Some of the significant potential changes in practices that are expected due to SLFRS 9 are as follows:
• SLFRS 9 brings in the concept of classification of financial assets depending on the business model test and cash flow characteristics, whereby the existing LKAS 39 categories of held-to-maturity (HTM), held-for-trading (HFT), available-for-sale (AFS) and loans and receivables (L&R) have been replaced with three principal classification categories: measured at amortised cost, fair value through other comprehensive income (FVOCI) and fair value through profit or loss (FVTPL).
• Equity investments are required to be measured at fair value, with an option to irrevocably elect to measure fair value changes through OCI (without the ability to recycle). LKAS 39 had an exception to the measurement requirements for investments in unquoted equity instruments that do not have a quoted market price in an active market and for which fair value therefore cannot be measured reliably. Such financial instruments are measured at cost. IFRS 9 removes this exception, requiring all equity investments to be measured at fair value.
Thus, SLFRS 9 may have a significant impact on the way financial assets are classified and measured, resulting in changes in volatility within profit or loss and equity, which in turn are likely to impact the Key Performance Indicators (KPIs).
The new provisioning computation (forward looking credit losses) is likely to have a significant impact on the systems and processes of banks, due to its extensive requirements for data and calculations.
• SLFRS 9 replaces the 'incurred loss' model in LKAS 39 with an 'expected credit loss' model. The new model applies to financial assets that are not measured at FVTPL, including loans, lease and trade receivables, debt securities and off balance sheet exposures such as loan commitments (revocable and irrevocable), contingencies and financial guarantees.
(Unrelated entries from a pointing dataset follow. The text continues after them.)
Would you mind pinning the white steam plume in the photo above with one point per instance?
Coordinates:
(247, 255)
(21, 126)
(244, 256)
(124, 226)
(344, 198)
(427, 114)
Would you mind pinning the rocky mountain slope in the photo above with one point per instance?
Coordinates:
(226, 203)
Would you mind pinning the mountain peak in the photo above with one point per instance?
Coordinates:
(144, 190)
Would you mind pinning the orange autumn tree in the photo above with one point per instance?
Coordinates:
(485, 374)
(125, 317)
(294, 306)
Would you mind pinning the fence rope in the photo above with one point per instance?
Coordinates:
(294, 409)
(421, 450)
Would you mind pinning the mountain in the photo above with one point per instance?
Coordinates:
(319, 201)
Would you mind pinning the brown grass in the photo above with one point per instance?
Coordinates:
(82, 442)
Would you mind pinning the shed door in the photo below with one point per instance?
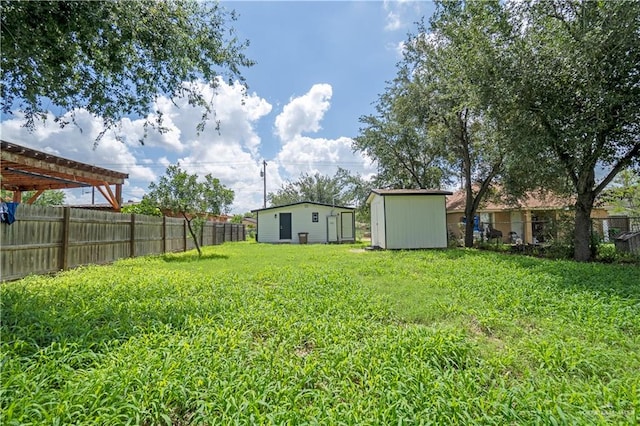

It does not apply to equity investments as they are accounted for either at FVTPL or FVOCI.
• For assets where there had been significant increase in credit risk since origination (Stage 2), i.e. when the facility is more than 30 days overdue, SLFRS requires recognition of lifetime ECL as against 12 months ECL (Stage1). This will create a cliff effect and will tantamount to a high impairment charge being recognized upfront. Hence, banks may now need to spend greater effort on early collections so as to avoid recognition of life time provisions.
• Further, for loans classified as Stage 3, interest income is recognised on accrual basis using the EIR method on loan balance, net of ECL loss provision, unlike under LKAS 39 where no such interest was being accrued.
The current environment where SLFRS transition is being conducted has considerable ambiguity due to the lack of certain key regulatory clarifications and guidance. The treatment of SLFRS transition adjustments on capital adequacy is also unclear, since there could be instances wherein the transition adjustments have a significant impact on the net worth of banks on transition. Making business decisions in such an environment may prove to be challenging. The banking industry will look forward to receiving inputs from the regulators like the CBSL to help companies achieve a smoother transition for both financial and regulatory reporting.